New York State’s Division of Criminal Justice Services compiles “Disposed Adult Arrests Data,” which quantifies arrests that have led to acquittals, dismissals, and cases “where the District Attorney declined to bring formal charges against the arrested individual.” A Division of Criminal Justice spokesperson, however, said the law only requires police to report arrests during which fingerprints are taken. Arrests for disorderly conduct, for example, don’t require fingerprints and thus don’t end up in the database. The database also doesn’t keep track of which arrests result in lawsuits or disciplinary actions against the arresting officers. Further, the city has chosen to interpret section 50-a of New York State’s civil rights law to mean that records of disciplinary actions against police officers are confidential. 

In terms of the prevalence of false or wrongful arrests, one attorney, who has both defended people caught up in wrongful arrests and helped victims file wrongful arrest lawsuits, told The Appeal that in their experience, district attorneys declined to prosecute in 20 to 25 percent of cases in the Bronx alone because the people involved were wrongfully arrested. The attorney agreed to speak on background because they were not authorized to speak on the record.

The city’s district attorneys also seem to believe that the NYPD has a problem. In December, Manhattan District Attorney Cyrus Vance became the fourth city DA to release a list of police officers “whose credibility has been questioned by judges,” according to Gothamist.

In April, the New York Post reported that “district attorneys offices in Manhattan, Brooklyn and the Bronx have maintained internal databases [of ‘bad cops’] for several years, while the Queens DA’s Office created one last year and the Staten Island DA’s Office is developing one.”


Anthony Posada, supervising attorney of the Community Justice Unit for the Legal Aid Society, said false arrests are common across the city, particularly in communities of color.

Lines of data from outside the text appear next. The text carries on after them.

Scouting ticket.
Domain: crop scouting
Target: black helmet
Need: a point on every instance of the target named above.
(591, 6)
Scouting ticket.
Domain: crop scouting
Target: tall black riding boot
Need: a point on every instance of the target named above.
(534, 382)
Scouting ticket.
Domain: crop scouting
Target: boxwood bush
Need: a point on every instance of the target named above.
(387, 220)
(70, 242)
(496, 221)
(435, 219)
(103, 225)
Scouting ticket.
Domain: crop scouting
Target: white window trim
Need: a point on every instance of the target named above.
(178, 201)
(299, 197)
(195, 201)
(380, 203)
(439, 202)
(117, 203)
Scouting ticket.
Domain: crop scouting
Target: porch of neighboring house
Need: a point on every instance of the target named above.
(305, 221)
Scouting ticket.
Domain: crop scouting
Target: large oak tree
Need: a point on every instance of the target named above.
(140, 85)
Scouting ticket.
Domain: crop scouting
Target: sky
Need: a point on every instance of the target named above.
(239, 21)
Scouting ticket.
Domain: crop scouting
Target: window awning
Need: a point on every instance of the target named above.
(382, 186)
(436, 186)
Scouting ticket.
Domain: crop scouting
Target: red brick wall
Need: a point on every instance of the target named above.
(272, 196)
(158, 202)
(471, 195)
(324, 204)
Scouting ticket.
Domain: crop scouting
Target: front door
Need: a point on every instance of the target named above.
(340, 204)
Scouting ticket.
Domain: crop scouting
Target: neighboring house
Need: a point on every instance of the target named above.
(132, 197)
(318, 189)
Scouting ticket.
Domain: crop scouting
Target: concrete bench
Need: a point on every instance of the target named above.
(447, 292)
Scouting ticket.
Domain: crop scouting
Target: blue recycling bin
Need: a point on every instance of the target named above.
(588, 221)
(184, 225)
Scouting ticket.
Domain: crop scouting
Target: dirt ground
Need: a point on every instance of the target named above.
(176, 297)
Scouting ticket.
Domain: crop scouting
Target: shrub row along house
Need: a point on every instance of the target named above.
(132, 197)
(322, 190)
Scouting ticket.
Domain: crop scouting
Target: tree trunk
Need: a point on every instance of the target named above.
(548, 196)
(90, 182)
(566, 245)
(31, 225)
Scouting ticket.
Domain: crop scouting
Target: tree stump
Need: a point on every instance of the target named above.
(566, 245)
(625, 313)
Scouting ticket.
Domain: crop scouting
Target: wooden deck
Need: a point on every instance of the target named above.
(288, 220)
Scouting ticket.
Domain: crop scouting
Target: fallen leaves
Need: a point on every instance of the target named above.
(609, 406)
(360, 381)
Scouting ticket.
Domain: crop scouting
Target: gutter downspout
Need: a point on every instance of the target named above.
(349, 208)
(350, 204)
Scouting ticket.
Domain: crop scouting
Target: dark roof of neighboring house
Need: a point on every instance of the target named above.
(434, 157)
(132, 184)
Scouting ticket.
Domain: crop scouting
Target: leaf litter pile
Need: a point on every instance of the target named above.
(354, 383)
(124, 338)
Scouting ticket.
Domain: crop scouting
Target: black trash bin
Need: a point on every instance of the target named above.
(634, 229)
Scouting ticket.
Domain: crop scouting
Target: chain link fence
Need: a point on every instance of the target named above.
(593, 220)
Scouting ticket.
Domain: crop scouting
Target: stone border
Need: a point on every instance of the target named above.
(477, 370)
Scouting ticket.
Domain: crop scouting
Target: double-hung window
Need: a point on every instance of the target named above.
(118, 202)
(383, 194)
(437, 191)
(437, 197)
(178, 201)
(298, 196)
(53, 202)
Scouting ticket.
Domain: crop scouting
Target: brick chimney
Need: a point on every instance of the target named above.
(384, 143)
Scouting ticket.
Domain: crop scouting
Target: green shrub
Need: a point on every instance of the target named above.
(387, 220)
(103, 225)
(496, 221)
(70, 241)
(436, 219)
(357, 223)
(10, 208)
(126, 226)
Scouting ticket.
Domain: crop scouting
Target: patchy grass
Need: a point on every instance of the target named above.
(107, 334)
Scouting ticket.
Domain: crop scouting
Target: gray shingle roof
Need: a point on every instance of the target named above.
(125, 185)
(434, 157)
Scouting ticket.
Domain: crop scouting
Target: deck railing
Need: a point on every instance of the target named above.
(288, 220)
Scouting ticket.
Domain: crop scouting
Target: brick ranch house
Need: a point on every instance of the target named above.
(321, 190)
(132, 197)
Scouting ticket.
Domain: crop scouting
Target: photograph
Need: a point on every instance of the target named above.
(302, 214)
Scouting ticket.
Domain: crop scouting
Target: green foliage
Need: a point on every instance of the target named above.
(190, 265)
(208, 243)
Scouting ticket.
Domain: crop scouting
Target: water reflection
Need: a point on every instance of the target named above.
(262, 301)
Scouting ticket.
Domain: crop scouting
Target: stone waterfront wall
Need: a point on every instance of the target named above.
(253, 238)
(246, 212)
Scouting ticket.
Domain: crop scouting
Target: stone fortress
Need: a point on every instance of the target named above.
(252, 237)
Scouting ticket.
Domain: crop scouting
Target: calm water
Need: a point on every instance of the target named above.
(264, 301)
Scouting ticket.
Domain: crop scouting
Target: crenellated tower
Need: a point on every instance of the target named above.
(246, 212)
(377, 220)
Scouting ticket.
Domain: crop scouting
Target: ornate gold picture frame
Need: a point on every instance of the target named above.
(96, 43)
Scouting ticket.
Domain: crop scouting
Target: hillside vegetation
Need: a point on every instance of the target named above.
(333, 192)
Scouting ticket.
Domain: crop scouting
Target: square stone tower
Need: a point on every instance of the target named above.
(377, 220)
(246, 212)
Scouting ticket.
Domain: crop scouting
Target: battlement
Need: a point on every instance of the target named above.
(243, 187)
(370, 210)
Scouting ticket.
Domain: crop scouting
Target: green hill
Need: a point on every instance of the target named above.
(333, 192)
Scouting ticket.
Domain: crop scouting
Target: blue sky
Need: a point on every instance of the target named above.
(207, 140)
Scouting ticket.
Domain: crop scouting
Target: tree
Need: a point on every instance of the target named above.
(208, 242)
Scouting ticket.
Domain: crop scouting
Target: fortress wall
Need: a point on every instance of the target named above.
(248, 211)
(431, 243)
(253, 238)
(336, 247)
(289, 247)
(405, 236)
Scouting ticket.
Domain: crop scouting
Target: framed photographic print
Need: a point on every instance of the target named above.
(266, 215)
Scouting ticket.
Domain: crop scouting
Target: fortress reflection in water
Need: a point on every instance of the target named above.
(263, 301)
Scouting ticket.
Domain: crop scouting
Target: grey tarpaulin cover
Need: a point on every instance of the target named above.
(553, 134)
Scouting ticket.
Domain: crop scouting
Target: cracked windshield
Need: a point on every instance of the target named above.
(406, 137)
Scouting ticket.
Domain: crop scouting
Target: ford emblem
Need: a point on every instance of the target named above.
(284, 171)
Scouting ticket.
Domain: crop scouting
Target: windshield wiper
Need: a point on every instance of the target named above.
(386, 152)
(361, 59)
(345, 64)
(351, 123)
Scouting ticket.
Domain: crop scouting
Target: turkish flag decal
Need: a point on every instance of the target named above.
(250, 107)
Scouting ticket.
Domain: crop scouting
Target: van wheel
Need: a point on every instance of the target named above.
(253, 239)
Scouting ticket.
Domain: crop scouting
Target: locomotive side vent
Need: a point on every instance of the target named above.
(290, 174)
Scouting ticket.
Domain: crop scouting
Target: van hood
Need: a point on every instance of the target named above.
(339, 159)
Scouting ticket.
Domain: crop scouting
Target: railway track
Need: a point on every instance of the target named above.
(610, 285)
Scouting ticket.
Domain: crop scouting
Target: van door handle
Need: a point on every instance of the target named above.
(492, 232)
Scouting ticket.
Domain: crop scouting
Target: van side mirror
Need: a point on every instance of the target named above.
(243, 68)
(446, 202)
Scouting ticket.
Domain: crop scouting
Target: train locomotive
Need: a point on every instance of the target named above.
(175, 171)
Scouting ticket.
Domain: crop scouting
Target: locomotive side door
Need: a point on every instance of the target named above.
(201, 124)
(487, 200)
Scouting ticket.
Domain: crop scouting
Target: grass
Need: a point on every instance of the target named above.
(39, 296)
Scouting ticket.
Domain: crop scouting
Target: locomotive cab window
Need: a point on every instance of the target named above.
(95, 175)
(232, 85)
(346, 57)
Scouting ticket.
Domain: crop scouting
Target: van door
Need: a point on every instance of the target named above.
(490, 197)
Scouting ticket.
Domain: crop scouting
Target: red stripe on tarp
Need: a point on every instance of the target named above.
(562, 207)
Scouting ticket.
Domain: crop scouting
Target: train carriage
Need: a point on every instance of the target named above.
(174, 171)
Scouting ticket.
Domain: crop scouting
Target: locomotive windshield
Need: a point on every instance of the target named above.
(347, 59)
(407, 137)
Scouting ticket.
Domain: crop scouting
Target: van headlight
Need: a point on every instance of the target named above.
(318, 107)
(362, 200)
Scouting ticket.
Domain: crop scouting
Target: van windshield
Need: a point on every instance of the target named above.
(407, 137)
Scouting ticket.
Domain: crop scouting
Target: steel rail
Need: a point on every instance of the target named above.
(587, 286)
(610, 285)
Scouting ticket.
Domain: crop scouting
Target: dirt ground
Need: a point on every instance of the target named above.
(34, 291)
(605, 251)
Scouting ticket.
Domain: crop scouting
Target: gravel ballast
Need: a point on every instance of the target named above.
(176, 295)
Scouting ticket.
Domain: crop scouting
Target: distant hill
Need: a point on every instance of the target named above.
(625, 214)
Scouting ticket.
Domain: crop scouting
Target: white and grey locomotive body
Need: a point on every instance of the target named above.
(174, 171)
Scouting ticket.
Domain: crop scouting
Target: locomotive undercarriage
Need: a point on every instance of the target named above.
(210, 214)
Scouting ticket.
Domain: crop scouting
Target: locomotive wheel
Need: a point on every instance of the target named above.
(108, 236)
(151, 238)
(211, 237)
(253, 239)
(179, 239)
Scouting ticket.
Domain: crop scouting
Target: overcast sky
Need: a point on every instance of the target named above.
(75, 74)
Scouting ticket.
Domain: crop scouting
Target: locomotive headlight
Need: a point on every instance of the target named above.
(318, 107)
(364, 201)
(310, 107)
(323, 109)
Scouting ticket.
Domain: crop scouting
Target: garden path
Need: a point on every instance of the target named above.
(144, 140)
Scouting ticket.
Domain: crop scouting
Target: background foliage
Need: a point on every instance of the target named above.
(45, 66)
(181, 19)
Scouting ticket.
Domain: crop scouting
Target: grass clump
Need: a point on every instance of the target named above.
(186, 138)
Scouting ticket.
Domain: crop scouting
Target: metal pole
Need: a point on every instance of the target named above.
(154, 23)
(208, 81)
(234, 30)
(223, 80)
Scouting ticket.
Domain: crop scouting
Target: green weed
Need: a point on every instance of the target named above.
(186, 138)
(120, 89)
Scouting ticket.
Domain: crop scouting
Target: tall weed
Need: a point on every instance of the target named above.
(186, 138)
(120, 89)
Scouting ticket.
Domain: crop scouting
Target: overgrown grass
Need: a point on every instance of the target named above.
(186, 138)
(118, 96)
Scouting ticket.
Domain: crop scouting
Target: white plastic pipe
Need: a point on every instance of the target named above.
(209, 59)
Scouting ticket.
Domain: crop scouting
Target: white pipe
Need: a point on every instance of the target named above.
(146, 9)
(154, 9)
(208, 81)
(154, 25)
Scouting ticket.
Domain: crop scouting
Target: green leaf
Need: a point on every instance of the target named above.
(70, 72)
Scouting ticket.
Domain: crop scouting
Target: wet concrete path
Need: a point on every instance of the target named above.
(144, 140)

“The police are constantly going up on people of color primarily and conducting these unlawful searches, these unlawful arrests and they go into the system,” Posada said. “So it is very much something that has almost been normalized within communities of color [that] these are the actions that police officers engage in.”

But even if charges are dropped—or never brought in the first place—the effect on the person who has been arrested can be “devastating.”

“Let’s say you had to spend three, four days on Rikers Island as a result of this false arrest,” Posada said, which was particularly true before cash bail reforms took effect Jan. 1. “Let’s say you’re eventually released, but … you’ve lost your job, you’ve lost the place where you were living. If you have children, that’s going to present consequences.” 

If the case remains open for some time before being dismissed, Posada continued, “you have to now take out time to go prove you’re innocent, right? And it wears people out.” Posada added that lawsuits like Guillen’s are a key way to hold officers accountable because New York’s police department “can’t even get their own disciplinary procedures right.”

But now, Posada told The Appeal, as part of the state’s new bail reform law, a majority of people who are stopped by police for suspected misdemeanors will receive tickets instead of being detained. “To be clear, people will still be arrested,” he added. “It only means they will be held for significantly less time. This means the potential for false arrest is still there.”